Not long ago, Clive Barker told us had had a terrifying brush with death, due to being put into a coma for seven days due to a spillage of poisonous bacteria into his blood during some dental work. It was a shocking thing to learn, and I along with many others was relieved to hear that he made it through and his health was improving. It also got me to thinking about something I’d planned for this blog that, with everything that’s been going on with me and my book in the last three-quarters of a year, I’d never made happen. I wanted to do a series of appreciations of writers, such as Clive Barker, that have had a strong impact on me.
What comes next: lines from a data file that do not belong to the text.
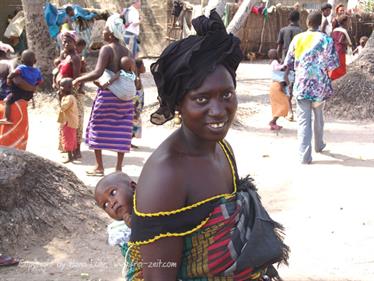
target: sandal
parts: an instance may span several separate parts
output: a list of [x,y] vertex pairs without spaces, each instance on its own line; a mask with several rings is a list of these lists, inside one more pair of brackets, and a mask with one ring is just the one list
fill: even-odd
[[1,119],[0,120],[0,125],[13,125],[13,122],[10,122],[6,119]]
[[270,125],[270,130],[272,131],[279,131],[280,129],[283,128],[282,126],[279,126],[277,124],[269,124],[269,125]]
[[100,171],[100,170],[86,171],[86,175],[90,177],[103,177],[104,171]]
[[10,256],[0,256],[0,266],[18,265],[19,261]]

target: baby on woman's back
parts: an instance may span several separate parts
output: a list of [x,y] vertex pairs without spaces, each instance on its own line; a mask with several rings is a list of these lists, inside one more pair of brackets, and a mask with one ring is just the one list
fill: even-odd
[[134,80],[135,80],[135,71],[136,71],[136,66],[135,66],[135,61],[130,58],[130,57],[122,57],[121,58],[121,64],[120,64],[120,70],[117,71],[108,81],[95,81],[95,85],[98,86],[101,89],[108,89],[110,85],[112,85],[116,80],[120,78],[120,76],[125,76],[125,75],[134,75]]

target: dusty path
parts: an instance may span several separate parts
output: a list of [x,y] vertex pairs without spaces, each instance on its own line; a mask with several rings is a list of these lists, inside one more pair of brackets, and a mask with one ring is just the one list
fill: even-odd
[[[149,74],[144,84],[149,105],[156,98]],[[268,86],[268,65],[240,66],[240,125],[227,139],[236,153],[240,175],[250,173],[255,178],[271,215],[286,227],[292,252],[290,266],[281,267],[281,275],[294,281],[374,280],[374,124],[328,119],[326,151],[314,154],[312,165],[301,166],[297,164],[296,124],[280,120],[281,132],[268,129]],[[87,98],[88,114],[89,104]],[[30,110],[30,119],[28,150],[60,161],[54,108]],[[135,141],[140,148],[126,155],[124,170],[137,179],[151,152],[173,129],[146,122],[143,138]],[[109,173],[115,154],[104,155]],[[82,163],[67,167],[92,189],[98,179],[85,176],[94,164],[86,146],[83,157]],[[18,268],[0,269],[0,280],[121,280],[122,257],[119,250],[105,244],[104,228],[98,226],[88,236],[80,236],[77,230],[74,237],[56,238],[44,248],[15,253],[24,261]]]

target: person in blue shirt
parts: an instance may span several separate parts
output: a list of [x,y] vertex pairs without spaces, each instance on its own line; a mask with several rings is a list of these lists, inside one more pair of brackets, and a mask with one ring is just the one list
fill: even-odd
[[11,125],[10,106],[16,101],[23,99],[29,101],[33,98],[34,92],[25,91],[14,83],[13,79],[17,76],[23,78],[27,83],[38,86],[43,82],[42,74],[39,68],[34,67],[36,58],[34,52],[25,50],[21,55],[22,64],[16,67],[7,77],[7,84],[11,87],[10,93],[4,99],[5,101],[5,118],[0,119],[0,125]]

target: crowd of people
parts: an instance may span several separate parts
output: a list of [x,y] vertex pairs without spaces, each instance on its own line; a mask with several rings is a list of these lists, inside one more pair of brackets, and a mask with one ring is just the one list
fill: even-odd
[[[102,149],[118,152],[116,170],[120,171],[124,153],[131,148],[132,138],[141,137],[144,91],[140,75],[145,68],[143,61],[138,59],[140,5],[140,0],[134,0],[121,14],[107,19],[103,36],[108,44],[101,48],[95,70],[88,73],[83,55],[87,43],[72,28],[73,8],[65,8],[66,17],[57,38],[60,54],[54,60],[53,70],[53,87],[58,93],[60,105],[58,148],[66,153],[62,160],[64,163],[82,157],[83,85],[93,81],[99,90],[86,130],[86,142],[95,150],[97,165],[87,172],[88,175],[104,175]],[[4,114],[0,119],[0,144],[25,149],[28,137],[27,101],[33,98],[43,79],[40,70],[34,67],[36,60],[32,51],[22,52],[22,64],[15,69],[14,60],[10,57],[12,52],[14,50],[10,45],[1,43],[0,102]],[[122,62],[127,65],[122,65]],[[121,96],[123,92],[127,96]]]
[[[346,56],[353,45],[344,5],[336,6],[335,17],[331,20],[332,8],[329,3],[324,3],[320,11],[311,12],[306,31],[299,25],[299,11],[293,10],[289,15],[290,24],[279,32],[277,50],[272,49],[268,53],[272,60],[270,129],[282,129],[277,124],[279,117],[294,121],[292,97],[295,96],[299,158],[303,164],[312,162],[312,112],[314,150],[321,152],[326,146],[323,139],[323,106],[332,96],[331,81],[347,72]],[[362,51],[366,41],[367,37],[360,39],[355,53]]]
[[[253,179],[239,178],[234,150],[225,140],[238,107],[236,70],[243,54],[240,40],[226,32],[214,10],[209,17],[193,20],[196,35],[170,44],[151,66],[160,104],[152,122],[162,125],[178,115],[181,126],[152,153],[138,183],[122,173],[132,138],[141,136],[144,90],[140,76],[145,67],[137,59],[139,5],[139,0],[133,1],[130,8],[107,19],[103,32],[107,44],[92,71],[86,71],[82,59],[85,42],[69,30],[68,21],[60,34],[54,85],[65,162],[82,157],[82,85],[94,82],[98,90],[85,141],[94,150],[96,166],[87,175],[105,175],[102,150],[117,153],[116,172],[98,182],[95,200],[120,221],[109,232],[128,265],[126,280],[281,280],[273,264],[288,260],[283,228],[262,206]],[[314,149],[321,152],[326,146],[323,105],[332,96],[331,81],[345,74],[345,54],[352,45],[347,17],[341,14],[330,23],[331,9],[325,4],[321,11],[311,12],[306,31],[299,26],[299,12],[293,11],[290,24],[280,30],[278,48],[268,53],[272,60],[270,129],[282,128],[277,124],[279,117],[294,120],[294,96],[302,164],[312,162],[312,112]],[[0,111],[6,113],[0,120],[0,137],[25,118],[26,137],[14,137],[9,144],[0,138],[0,144],[25,149],[27,100],[43,78],[29,50],[22,53],[23,64],[15,70],[4,63],[11,51],[0,44]],[[155,261],[169,266],[146,266]]]

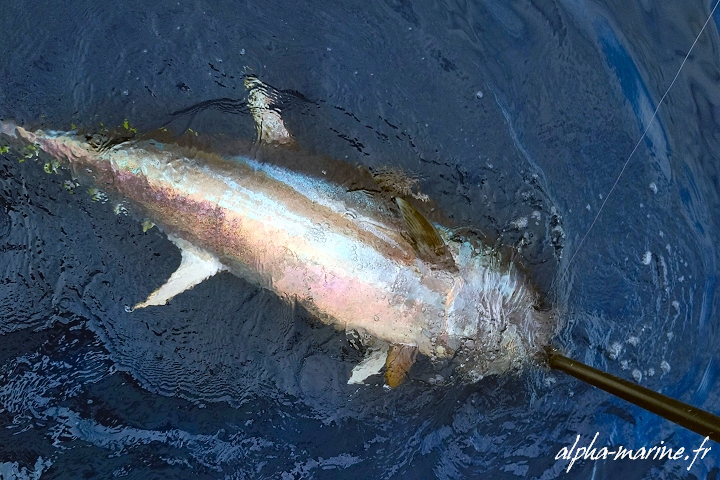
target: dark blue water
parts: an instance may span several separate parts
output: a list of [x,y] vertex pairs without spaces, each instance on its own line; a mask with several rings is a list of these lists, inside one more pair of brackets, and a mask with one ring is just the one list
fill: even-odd
[[[651,122],[712,5],[340,3],[6,1],[0,116],[250,138],[242,76],[255,73],[288,90],[304,149],[413,172],[457,225],[519,245],[562,312],[563,352],[717,413],[720,14]],[[440,387],[421,360],[397,390],[348,386],[361,355],[344,334],[229,274],[128,313],[177,249],[11,147],[0,478],[720,473],[714,444],[690,471],[606,460],[565,473],[555,456],[577,434],[628,448],[701,438],[540,368]]]

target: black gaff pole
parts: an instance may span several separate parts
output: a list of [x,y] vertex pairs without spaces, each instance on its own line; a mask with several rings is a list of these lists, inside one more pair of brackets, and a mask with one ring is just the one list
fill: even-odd
[[547,351],[547,360],[550,367],[555,370],[561,370],[585,383],[720,443],[720,417],[717,415],[597,370],[577,360],[572,360],[552,348]]

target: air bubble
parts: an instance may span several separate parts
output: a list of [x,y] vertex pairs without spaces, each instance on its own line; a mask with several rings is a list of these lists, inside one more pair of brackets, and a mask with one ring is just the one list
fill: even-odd
[[608,357],[610,357],[611,360],[617,360],[620,356],[620,352],[622,352],[622,345],[620,342],[614,342],[608,348]]
[[670,364],[668,362],[666,362],[665,360],[663,360],[660,363],[660,370],[662,370],[663,373],[669,373],[670,372]]

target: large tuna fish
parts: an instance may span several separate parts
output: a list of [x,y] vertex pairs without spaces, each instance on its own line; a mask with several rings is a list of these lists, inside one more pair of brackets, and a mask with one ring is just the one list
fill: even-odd
[[254,77],[246,86],[258,141],[222,154],[148,136],[2,131],[126,199],[182,250],[178,270],[135,308],[229,270],[369,339],[351,382],[385,367],[395,386],[417,352],[455,356],[474,379],[543,355],[554,319],[513,262],[427,220],[424,197],[398,172],[319,167],[296,148],[272,89]]

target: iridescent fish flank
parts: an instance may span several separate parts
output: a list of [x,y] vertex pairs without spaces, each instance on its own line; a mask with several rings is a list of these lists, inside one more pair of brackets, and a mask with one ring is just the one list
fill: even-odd
[[417,353],[456,357],[472,380],[541,356],[555,318],[512,262],[428,221],[397,172],[353,167],[365,184],[349,188],[287,168],[303,157],[273,90],[254,77],[246,86],[259,142],[230,155],[150,139],[97,148],[75,132],[9,123],[2,132],[127,200],[181,249],[178,270],[135,308],[228,270],[360,333],[367,356],[352,383],[384,368],[396,386]]

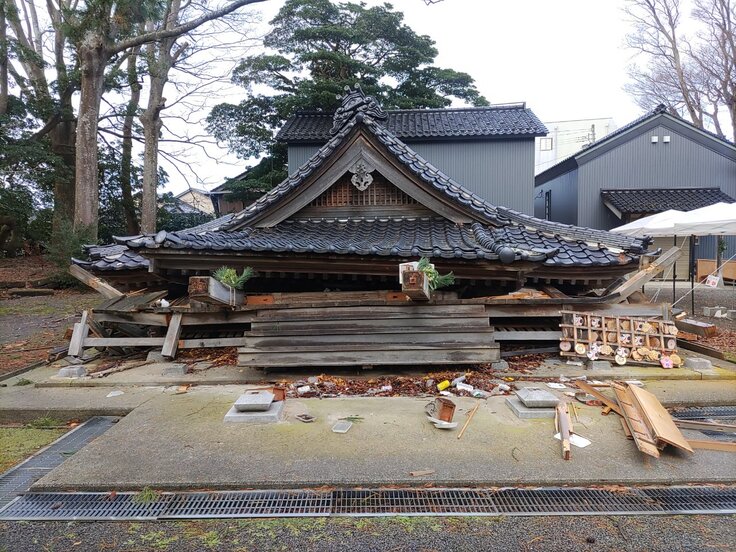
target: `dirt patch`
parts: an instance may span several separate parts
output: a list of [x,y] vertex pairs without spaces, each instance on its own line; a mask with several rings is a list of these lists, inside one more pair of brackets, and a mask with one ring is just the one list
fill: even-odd
[[58,270],[55,264],[41,255],[0,259],[0,283],[40,280]]
[[101,302],[95,292],[60,290],[44,297],[0,298],[0,375],[43,360],[64,343],[64,332],[85,309]]

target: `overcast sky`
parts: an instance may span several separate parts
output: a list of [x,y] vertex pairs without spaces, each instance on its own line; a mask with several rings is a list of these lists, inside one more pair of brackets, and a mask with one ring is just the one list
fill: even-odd
[[[382,2],[366,0],[368,5]],[[543,121],[613,117],[621,126],[641,110],[624,92],[631,51],[623,0],[397,0],[397,10],[417,33],[437,44],[437,65],[469,73],[492,103],[525,101]],[[253,10],[262,29],[283,4],[269,0]],[[254,54],[257,52],[254,52]],[[233,90],[222,101],[236,102]],[[220,162],[196,154],[200,182],[212,187],[242,171],[246,162]],[[167,169],[168,170],[168,169]],[[187,184],[169,171],[168,191]]]

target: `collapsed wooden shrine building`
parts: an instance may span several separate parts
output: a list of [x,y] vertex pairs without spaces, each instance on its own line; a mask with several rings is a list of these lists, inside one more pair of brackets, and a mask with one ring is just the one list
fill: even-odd
[[[492,362],[500,341],[555,339],[562,309],[624,309],[667,261],[624,280],[648,240],[492,205],[386,118],[349,90],[330,139],[241,212],[89,247],[73,272],[108,301],[75,327],[70,354],[238,346],[239,364],[258,367]],[[421,257],[455,277],[423,301],[399,283],[399,265]],[[253,269],[244,294],[214,289],[223,266]]]

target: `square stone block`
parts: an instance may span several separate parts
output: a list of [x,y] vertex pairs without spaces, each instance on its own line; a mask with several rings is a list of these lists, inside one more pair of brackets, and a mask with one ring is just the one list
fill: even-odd
[[541,387],[522,387],[516,396],[527,408],[554,408],[560,402],[560,399]]
[[252,424],[272,424],[281,421],[285,401],[271,403],[268,410],[239,412],[233,405],[225,414],[225,422],[244,422]]
[[81,378],[87,375],[87,369],[84,366],[67,366],[60,369],[57,375],[60,378]]
[[235,401],[238,412],[264,412],[271,407],[273,393],[263,389],[246,391]]
[[534,418],[555,418],[554,408],[529,408],[518,397],[506,397],[506,404],[522,420]]

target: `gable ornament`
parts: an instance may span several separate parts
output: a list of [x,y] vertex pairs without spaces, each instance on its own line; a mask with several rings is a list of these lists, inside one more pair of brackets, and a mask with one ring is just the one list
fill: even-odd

Barker wasn’t one of my formative influences; I didn’t pick up one of his books until 2002, when I was 33. It was maybe two-and-a-half years after I’d finally dug into some Stephen King, whose works I’d once avoided, erroneously believing the negative opinions of some non-horror-fan friends. Clive Barker being one of the biggest names in the field after King’s, I figured he was worth a try. So I started with a cheap, dog-eared volume I’d snagged from a used book shop, figuring that if it didn’t suit me, I wouldn’t be out much money. That book was Imajica.
Once in a while, a book comes along that turns my head inside out, and this was definitely one such book. It was epic, intense, and effortlessly strange. It was violent, graphic, sensual, demanding, and surreal. Not only did it demand my time, my active involvement, my intelligence and my imagination, it drew upon these before I even realized what was happening. It changed my perceptions of what a book could do, how far writing could go, and what I wanted to do with my own writing. (For this reason, I listed it as one of the books that made me weird in one of my guest blogs.)
I followed these up with two more of what would become my favorite Barker works, The Great and Secret Show and Everville, both epic works set on Earth and the dream-sea world of Quiddity. They weren’t quite the shock to my system that Imajica was, but the feeling of immensity, depth, and danger was there, expertly spun into works that gave me the feeling that there was something more here than fiction; that there was a truth within that only fiction can reach, one I could sense but could not–perhaps still cannot–express.
I’ve enjoyed some of Barker’s other works, including Coldheart Canyon, The Thief of Always, The Books of Blood, Galilee, and Sacrament, though those did not have the same terrific impact. In fact, it may be because they didn’t have the same impact that I drifted away from reading Barker: on looking at the log of books I’ve kept for the past 14 years, I was surprised to discover I hadn’t read any by him in the last five.
Clive Barker’s power for me is that, in some ways, he’s the opposite of King. Where King is so very good at finding the horror in the everyday and the mundane, Barker excels at elevating the everyday and mundane into realms of terrifying, dreamlike horror. Many writers try to create worlds that are larger than the one we all inhabit; Barker is one of the few who succeeds, not only on a lofty imaginative level, but on a visceral level. He simultaneously evokes senses of wonder and terror, and for that I’ll always come back, no matter how long I’ve been away.